Are you still doing pictures? If so, could you draw my betta Poseidon?


----------



## DangerousAngel (Mar 26, 2015)

Could you do Kip?


----------



## kateausten (Jun 24, 2015)

Can you please do Flair?


----------



## Alimiss27 (Jun 18, 2015)

BettaBoy11 said:


> Hi! Can you do Pi? He's a marble SDeT.





Pippin said:


> If you have anytime, it would be brilliant of you if you could do Pippin. But only if it's convenient for you!
> 
> (I put in two incase one didn't work)





bettaposeidon said:


> Are you still doing pictures? If so, could you draw my betta Poseidon?





DangerousAngel said:


> Could you do Kip?
> View attachment 589034





kateausten said:


> Can you please do Flair?


Yuperoo. Warning- It might take me a while, cuz I'm going to Dominican Republic, then my cousins from Canada are visiting, so I'll try to have them up ASAP.


----------



## BubblesTheBlueBetta (Jul 15, 2015)

Can you draw my betta bubbles?:thankyou:


----------



## Alimiss27 (Jun 18, 2015)

Alimiss27 said:


> Yuperoo. Warning- It might take me a while, cuz I'm going to Dominican Republic, then my cousins from Canada are visiting, so I'll try to have them up ASAP.





BubblesTheBlueBetta said:


> Can you draw my betta bubbles?:thankyou:


Yup. Then again it might take a while. I'm gonna be at dominican republic.


----------



## Pippin (Apr 11, 2014)

Alimiss27 said:


> Yup. Then again it might take a while. I'm gonna be at dominican republic.

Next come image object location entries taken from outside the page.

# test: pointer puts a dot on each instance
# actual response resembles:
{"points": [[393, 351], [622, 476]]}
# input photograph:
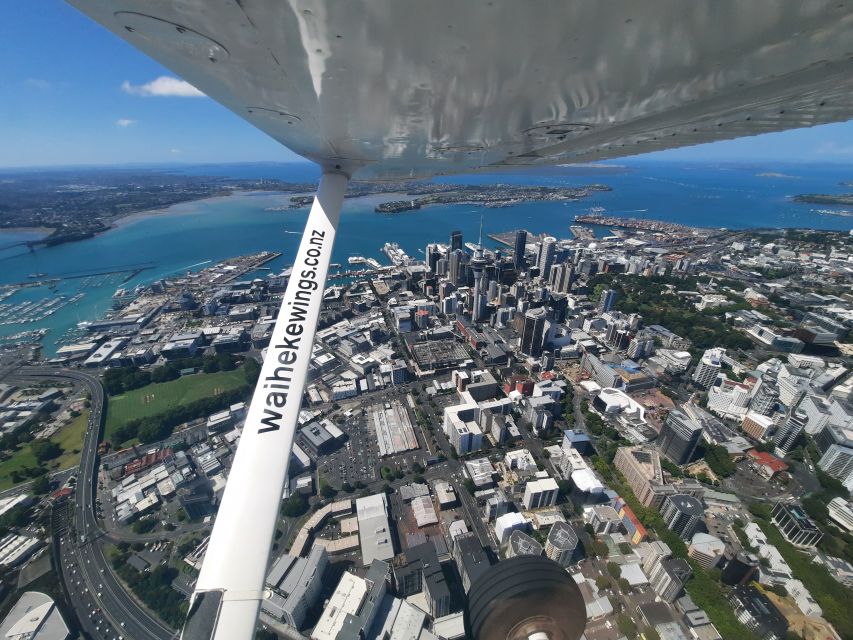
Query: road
{"points": [[88, 575]]}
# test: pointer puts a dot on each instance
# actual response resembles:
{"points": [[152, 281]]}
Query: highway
{"points": [[87, 574]]}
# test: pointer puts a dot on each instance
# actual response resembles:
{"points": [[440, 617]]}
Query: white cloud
{"points": [[832, 148], [164, 86]]}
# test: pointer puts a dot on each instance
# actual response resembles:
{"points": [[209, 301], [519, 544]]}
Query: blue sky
{"points": [[73, 93]]}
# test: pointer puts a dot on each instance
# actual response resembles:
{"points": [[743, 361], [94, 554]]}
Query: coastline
{"points": [[44, 231]]}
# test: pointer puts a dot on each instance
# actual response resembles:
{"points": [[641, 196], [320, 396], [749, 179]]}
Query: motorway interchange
{"points": [[103, 606]]}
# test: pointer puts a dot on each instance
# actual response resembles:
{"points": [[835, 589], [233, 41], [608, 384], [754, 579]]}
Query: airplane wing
{"points": [[404, 88], [388, 89]]}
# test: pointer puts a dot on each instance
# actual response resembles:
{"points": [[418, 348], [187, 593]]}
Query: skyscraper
{"points": [[560, 279], [518, 259], [607, 300], [532, 332], [432, 256], [679, 436], [765, 397], [546, 256], [788, 433], [708, 368], [456, 268], [455, 241], [478, 264], [682, 514]]}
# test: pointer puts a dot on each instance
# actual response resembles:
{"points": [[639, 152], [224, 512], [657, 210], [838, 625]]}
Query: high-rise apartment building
{"points": [[682, 514], [547, 249], [679, 436], [518, 259], [607, 300], [455, 241], [533, 332], [708, 368], [787, 435]]}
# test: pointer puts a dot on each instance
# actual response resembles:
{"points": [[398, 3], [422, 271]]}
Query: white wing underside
{"points": [[388, 89], [401, 88]]}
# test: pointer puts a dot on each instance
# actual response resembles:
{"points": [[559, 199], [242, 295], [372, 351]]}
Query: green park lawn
{"points": [[70, 438], [153, 399]]}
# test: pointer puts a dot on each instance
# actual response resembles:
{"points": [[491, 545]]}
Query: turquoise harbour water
{"points": [[193, 235]]}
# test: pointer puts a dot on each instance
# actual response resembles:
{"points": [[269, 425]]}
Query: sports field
{"points": [[70, 438], [157, 398]]}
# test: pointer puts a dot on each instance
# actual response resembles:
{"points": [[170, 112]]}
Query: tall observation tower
{"points": [[478, 265]]}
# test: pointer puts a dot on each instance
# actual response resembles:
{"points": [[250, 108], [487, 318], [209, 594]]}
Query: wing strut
{"points": [[230, 588]]}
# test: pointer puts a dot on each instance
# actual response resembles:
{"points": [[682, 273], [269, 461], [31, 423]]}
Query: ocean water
{"points": [[192, 235]]}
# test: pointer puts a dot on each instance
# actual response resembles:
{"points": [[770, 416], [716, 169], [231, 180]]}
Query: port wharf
{"points": [[637, 224]]}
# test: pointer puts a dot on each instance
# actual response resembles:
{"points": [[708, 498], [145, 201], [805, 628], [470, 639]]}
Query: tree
{"points": [[45, 450], [295, 506], [144, 526], [251, 370], [626, 625], [41, 485]]}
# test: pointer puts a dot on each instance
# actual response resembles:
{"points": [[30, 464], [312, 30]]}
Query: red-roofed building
{"points": [[766, 464], [522, 384]]}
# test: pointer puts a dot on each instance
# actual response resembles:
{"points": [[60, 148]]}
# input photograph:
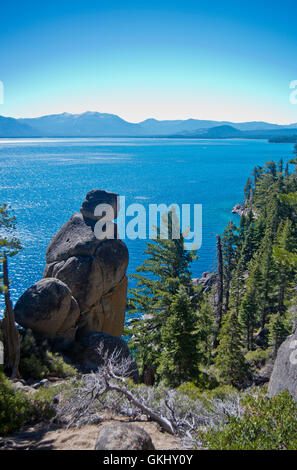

Have fun while you're there!


----------



## Alimiss27 (Jun 18, 2015)

Pippin said:


> Have fun while you're there!


Tysm!


----------



## BubblesTheBlueBetta (Jul 15, 2015)

Ok thanks! Have fun!


----------



## DangerousAngel (Mar 26, 2015)

YAY! Take your time, have fun on your trip!!


----------